The opening track of her groundbreaking A One Man Show, Grace’s moody and radical reinterpretation turned out to be the fourth of a mighty seven singles hived off the album of the same name, pre-dating the more-is-more rinsing formula of Michael Jackson’s Thriller three years early, and was the first track recorded with Sly & Robbie’s Compass Point All-Stars, which showcased an alluring, propulsive new sound that incorporated new- wave, funk, art-rock and reggae.

Also featuring reimagines of songs by the Pretenders, Roxy Music, Tom Petty and Joy Division, this is really where we get the Grace Jones as the world would recognise her, and a much more visually interesting and commercially successful artist.
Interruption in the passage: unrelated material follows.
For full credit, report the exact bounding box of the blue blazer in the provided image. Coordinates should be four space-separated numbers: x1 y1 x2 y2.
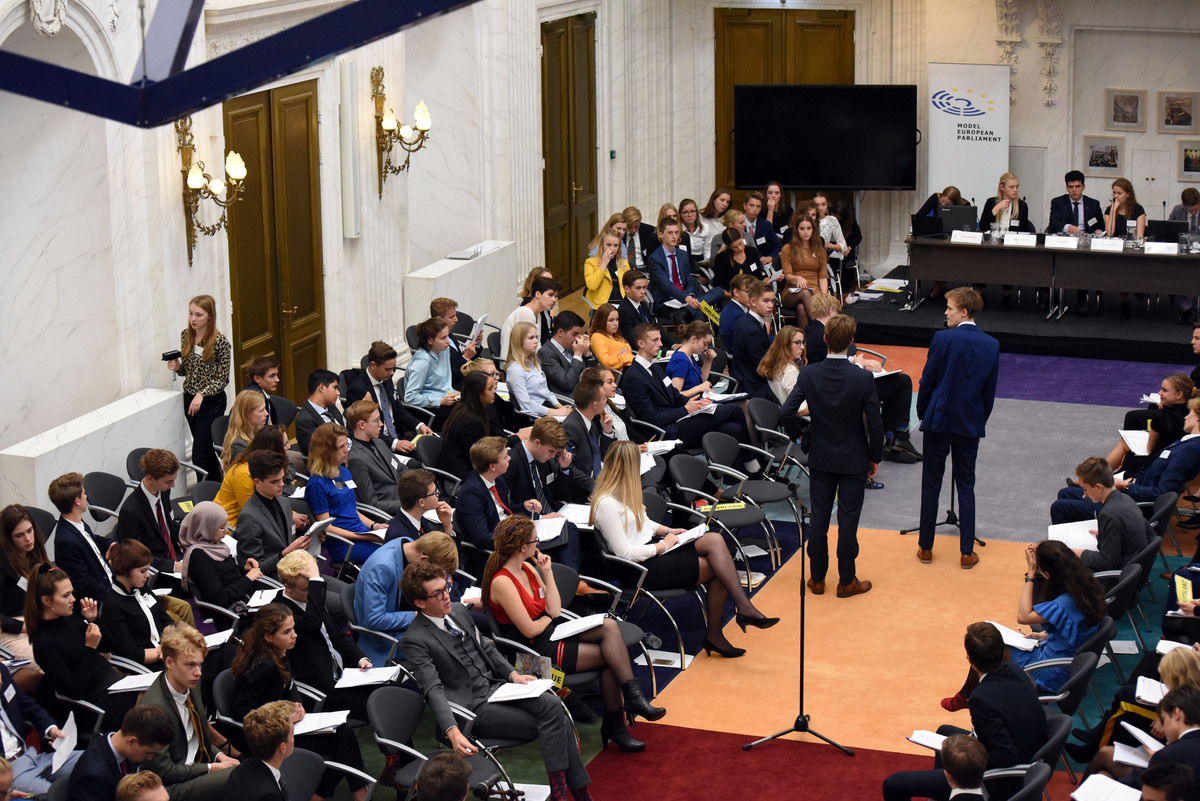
917 325 1000 439
1046 194 1104 234
646 247 701 313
Grace only enjoyed moderate returns with her first three LPs, although she had already started building up a healthy gay following. Warm Leatherette demonstrated a complete visual and musical reinvention. The original cover art was designed by her then boyfriend and most notable visual collaborator, the French designer photographer Jean-Paul Goude. This gave us the first glimpse of her androgynous android look. It shows the fearsome one cross legged with her arms folded and her signature severe flat-top haircut.

Warm Leatherette is a “post-punk pop” album that delved into the worlds of disco, reggae and funk much more successfully than most of her ‘alternative’ contemporaries, while still retaining a blank-eyed alienation that was more reminiscent of David Bowie or Ian Curtis than most of her peers.” John Doran, BBC Music

Demolition Man (1981)

“Demolition Man is the beast – he can’t help himself, he has to destroy. That’s part of me. I’m actually very destructive. I can also be creative, but that is half of me.” – Sting, 1981

Demolition Man was described by its author Sting as “destructive pathology”, and was written by the Police frontman whilst staying in the house of actor and inveterate drinker Peter O’Toole in Ireland. The actor liked the lyrics especially “I’m a three-line whip, I’m the sort of thing they ban” which refers to a British parliamentary term for an emergency vote at Westminster.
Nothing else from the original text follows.